Sistemin çarkı ise tüm dişlilerini parlatarak dönmeye devam ediyor.
Türkiye Büyük Millet Meclisi'nin İnternet sitesine girer ve son meclis
tutanağını okursanız eğer AKP'nin referandum öncesi nasıl imar affı getirdiğini
görürsünüz. 23. Dönem 4. Yasama Yılının son oturumu olan 22 Temmuz 2010 tarihli
meclis toplantısında görüşülen kamuoyunda "torba yasa" olarak adlandırılan 536
sıra sayılı Gelir Vergisi Kanunu ile Bazı Kanun ve Kanun Hükmünde Kararnamelerde
Değişiklik Yapılmasına Dair Kanun Tasarısı ile yapılaşan hazine arazilerinin
satışı ile imar affı yasalaşmış oldu. Referandum öncesi, son oturumda birçok
düzenlemeyi bir araya getirerek hazırladıkları torba yasa paldır küldür
meclisten geçti, tıpkı nükleer santralle ilgili yasa gibi...
Torba yasada bulunan 4706 sayılı Yasa'nın 5. maddesine eklenen bir hükümle,
"...üzerinde yapılanma olanlar" tümcesinden sonra, "Hazine adına tescil tarihine
bakılmaksızın" tümcesi eklenerek, "yapılacak satışlarda satış bedelinin yüzde
onu peşin ödenmek üzere beş yıla kadar taksitlendirilebilir" denilerek
değiştirilmiş ve tanınan süre altı aydan bir yıla çıkarılmıştır. Yine aynı madde
kapsamında Hazine adına tescil edilen taşınmazların belediyelere bedelsiz olarak
devredilmesi öngörülmüştür.

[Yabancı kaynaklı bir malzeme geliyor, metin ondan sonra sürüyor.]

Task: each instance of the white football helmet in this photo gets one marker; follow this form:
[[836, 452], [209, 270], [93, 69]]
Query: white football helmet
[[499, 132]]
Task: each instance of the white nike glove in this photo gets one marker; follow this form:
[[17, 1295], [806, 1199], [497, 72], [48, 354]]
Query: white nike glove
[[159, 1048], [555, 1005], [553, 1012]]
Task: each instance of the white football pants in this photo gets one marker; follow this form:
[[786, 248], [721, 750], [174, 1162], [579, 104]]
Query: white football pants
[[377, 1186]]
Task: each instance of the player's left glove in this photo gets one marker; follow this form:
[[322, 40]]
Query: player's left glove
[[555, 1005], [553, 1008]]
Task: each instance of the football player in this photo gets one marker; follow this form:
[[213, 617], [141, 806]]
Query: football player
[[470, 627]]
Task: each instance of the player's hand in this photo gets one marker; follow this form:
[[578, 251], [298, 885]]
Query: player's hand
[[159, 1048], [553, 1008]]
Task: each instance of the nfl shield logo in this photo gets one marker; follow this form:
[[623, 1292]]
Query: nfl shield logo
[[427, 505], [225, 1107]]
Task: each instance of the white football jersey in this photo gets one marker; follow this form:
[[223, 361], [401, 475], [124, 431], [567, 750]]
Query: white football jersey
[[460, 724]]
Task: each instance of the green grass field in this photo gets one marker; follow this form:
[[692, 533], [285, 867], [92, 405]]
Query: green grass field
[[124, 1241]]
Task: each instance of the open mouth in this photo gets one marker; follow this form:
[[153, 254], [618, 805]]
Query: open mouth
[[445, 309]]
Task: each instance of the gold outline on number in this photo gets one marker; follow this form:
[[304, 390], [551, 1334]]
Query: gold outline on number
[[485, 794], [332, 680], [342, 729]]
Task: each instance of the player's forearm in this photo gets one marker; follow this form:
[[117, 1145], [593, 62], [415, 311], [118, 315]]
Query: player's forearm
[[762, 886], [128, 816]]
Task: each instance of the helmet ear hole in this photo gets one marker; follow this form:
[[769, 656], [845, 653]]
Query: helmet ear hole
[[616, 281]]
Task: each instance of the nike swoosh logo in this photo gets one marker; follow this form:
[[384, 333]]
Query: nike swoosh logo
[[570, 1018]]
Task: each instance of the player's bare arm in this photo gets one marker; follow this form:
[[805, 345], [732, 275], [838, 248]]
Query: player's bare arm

Ayrıca yine torba yasada bulunan kamuoyu tarafından
2B olarak bilinen 6831 sayılı Orman Yasası'nın 2. maddesinin (b) bendiyle orman
dışına çıkartılan alanların da satışı getirilmiştir.
Yasada yapının tanımı olmadığından, getirilen imar affı havuzlu villadan
kooperatife kadar bir çok yapıyı kapsıyor.
62 yıldır süren imar affı serüveni
Türkiye'de imar affı ile ilgili ilk yasa 1948 yılında Ankara'ya özgü olup bir
yıl içerisinde 5228 sayılı yasa ile ülke geneline yayılıyor. 1949 yılında
çıkarılan imar affı ile hem ruhsatsız yapılara ceza verilerek kaçak yapılar
affediliyor hem de belediyelere yıkma yetkisi veriliyor. 1953'te çıkarılan 6188
sayılı kanun ile de ilk defa tüm gecekondular yasallaştırılıyor.
1959'da çıkarılan yasa hazineden belediyeye arsaların devrini öngörülüp, 1963
yılında çıkarılan yasa ile de gecekondulara belediye hizmetlerinin götürülmesi
hükmü getiriliyor. 1966 tarihli 775 sayılı Gecekondu Yasası ile gecekondular
kabul edilerek 1970 yılında çıkarılan yasa ile gecekonduların yıkılamayacağı
güvencesi getiriliyor. 1980 yılından sonra yapılan imar afları (2805, 2981, 3290
ve 3366 sayılı yasalar) ile gecekondu yanı sıra diğer kaçak yapıların da
affedilmesi gündeme geliyor. 1983 yılında (21 Mart 1983 gün ve 2805 sayılı yasa)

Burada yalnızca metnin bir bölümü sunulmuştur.